W3C の勧告に準拠していることを謳う本は多いのですが、実際には著者の多くは仕様書を読んでいないか、皮相的なレベルの理解にとどまっています。その点、本書は概ね信頼できます。初級者向けの嘘やごまかしを避け、ありがちな誤解についてきちんと注意し、正しい理解に導こうとしています。HTML のリファレンスに求められる基本の解説、要素の意味・使い方、属性の意味・使い方、各要素の入れ子規則……これらすべてにきちんとした解説を試みています。

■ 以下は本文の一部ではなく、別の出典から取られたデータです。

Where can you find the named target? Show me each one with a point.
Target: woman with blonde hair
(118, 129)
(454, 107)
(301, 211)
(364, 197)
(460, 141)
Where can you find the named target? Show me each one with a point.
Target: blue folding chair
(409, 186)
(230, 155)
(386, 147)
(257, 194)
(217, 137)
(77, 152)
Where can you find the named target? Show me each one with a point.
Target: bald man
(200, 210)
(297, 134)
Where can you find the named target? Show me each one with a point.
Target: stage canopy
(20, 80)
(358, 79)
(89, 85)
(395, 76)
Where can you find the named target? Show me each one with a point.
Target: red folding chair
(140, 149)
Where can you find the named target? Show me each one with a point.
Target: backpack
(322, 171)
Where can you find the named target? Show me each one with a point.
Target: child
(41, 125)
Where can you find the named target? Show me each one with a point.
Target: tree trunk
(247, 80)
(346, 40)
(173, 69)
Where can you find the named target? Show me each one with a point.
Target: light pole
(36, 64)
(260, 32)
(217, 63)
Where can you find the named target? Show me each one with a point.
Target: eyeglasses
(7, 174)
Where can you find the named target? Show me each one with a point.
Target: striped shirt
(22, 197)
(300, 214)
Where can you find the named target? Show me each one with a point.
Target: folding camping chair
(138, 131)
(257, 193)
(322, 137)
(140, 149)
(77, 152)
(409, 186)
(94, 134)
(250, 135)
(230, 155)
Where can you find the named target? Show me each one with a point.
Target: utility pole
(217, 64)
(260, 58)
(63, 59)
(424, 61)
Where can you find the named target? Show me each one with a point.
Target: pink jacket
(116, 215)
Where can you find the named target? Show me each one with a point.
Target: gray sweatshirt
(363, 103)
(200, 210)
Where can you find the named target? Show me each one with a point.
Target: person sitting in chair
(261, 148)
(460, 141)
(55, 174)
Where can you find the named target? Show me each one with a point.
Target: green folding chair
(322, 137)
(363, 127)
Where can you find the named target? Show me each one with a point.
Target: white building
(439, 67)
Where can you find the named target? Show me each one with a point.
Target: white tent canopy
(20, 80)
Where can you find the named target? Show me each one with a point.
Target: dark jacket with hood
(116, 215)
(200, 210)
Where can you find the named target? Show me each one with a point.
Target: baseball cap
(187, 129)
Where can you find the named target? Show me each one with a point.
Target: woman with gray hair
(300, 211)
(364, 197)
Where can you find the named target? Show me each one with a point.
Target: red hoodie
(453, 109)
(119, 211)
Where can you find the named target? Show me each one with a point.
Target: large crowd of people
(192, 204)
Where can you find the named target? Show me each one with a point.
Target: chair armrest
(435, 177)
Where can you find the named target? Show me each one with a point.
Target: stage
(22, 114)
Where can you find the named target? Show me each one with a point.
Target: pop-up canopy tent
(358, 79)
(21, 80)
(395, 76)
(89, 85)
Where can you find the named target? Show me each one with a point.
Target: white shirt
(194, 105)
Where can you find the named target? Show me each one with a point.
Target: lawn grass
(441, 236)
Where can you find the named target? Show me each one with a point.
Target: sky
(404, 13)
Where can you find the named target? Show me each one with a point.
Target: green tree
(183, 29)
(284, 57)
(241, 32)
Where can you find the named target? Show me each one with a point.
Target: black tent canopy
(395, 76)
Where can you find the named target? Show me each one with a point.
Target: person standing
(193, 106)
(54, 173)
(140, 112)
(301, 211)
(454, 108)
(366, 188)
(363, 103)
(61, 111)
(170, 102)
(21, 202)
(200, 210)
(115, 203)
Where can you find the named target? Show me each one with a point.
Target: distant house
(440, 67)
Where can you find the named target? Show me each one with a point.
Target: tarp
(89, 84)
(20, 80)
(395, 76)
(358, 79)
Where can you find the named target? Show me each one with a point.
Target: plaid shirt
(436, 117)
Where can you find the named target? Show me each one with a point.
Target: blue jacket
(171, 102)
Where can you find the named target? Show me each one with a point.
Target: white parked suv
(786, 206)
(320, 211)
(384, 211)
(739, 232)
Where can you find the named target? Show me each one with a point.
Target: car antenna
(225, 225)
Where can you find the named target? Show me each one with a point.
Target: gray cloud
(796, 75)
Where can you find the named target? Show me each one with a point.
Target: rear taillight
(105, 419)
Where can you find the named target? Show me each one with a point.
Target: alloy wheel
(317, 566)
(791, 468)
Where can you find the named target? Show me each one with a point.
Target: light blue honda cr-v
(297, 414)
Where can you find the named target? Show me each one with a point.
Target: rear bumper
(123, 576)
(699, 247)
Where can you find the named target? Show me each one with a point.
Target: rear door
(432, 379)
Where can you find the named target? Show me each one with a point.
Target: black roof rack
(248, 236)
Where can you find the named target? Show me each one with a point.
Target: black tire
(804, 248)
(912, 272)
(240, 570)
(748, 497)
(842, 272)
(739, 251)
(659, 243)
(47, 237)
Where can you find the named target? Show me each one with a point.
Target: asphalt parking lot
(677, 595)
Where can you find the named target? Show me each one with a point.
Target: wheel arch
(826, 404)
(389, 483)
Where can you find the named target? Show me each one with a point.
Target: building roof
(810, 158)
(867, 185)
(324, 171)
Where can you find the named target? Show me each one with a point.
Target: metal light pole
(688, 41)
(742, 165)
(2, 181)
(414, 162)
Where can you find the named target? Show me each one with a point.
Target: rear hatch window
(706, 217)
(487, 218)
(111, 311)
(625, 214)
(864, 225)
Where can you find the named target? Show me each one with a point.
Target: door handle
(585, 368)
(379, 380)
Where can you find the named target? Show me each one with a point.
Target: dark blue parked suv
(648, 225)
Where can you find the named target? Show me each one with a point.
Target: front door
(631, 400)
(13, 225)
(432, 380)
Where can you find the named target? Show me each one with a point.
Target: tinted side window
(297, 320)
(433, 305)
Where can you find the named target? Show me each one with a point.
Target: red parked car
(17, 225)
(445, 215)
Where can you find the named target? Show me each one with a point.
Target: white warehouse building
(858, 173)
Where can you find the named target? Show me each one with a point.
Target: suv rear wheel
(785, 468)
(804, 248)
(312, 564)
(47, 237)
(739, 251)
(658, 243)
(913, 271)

本書は良書ですが、現時点では積極的には薦めません。現在、入門者向け解説書なら「HTMLとスタイルシートによる最新Webサイト作成術」、初級者向けリファレンスなら「プチリファレンスHTML」、初級者向け解説書なら「はじめてのホームページHTML入門」、中級者向け解説書なら「ユニバーサルHTML/XHTML」、中級者向けリファレンスなら「詳解 HTML&XHTML&CSS辞典」があります。これらの傑作が既にある中、本書はいずれの用途においても最高の一冊とはいい難い面があります。この点、よくご注意ください。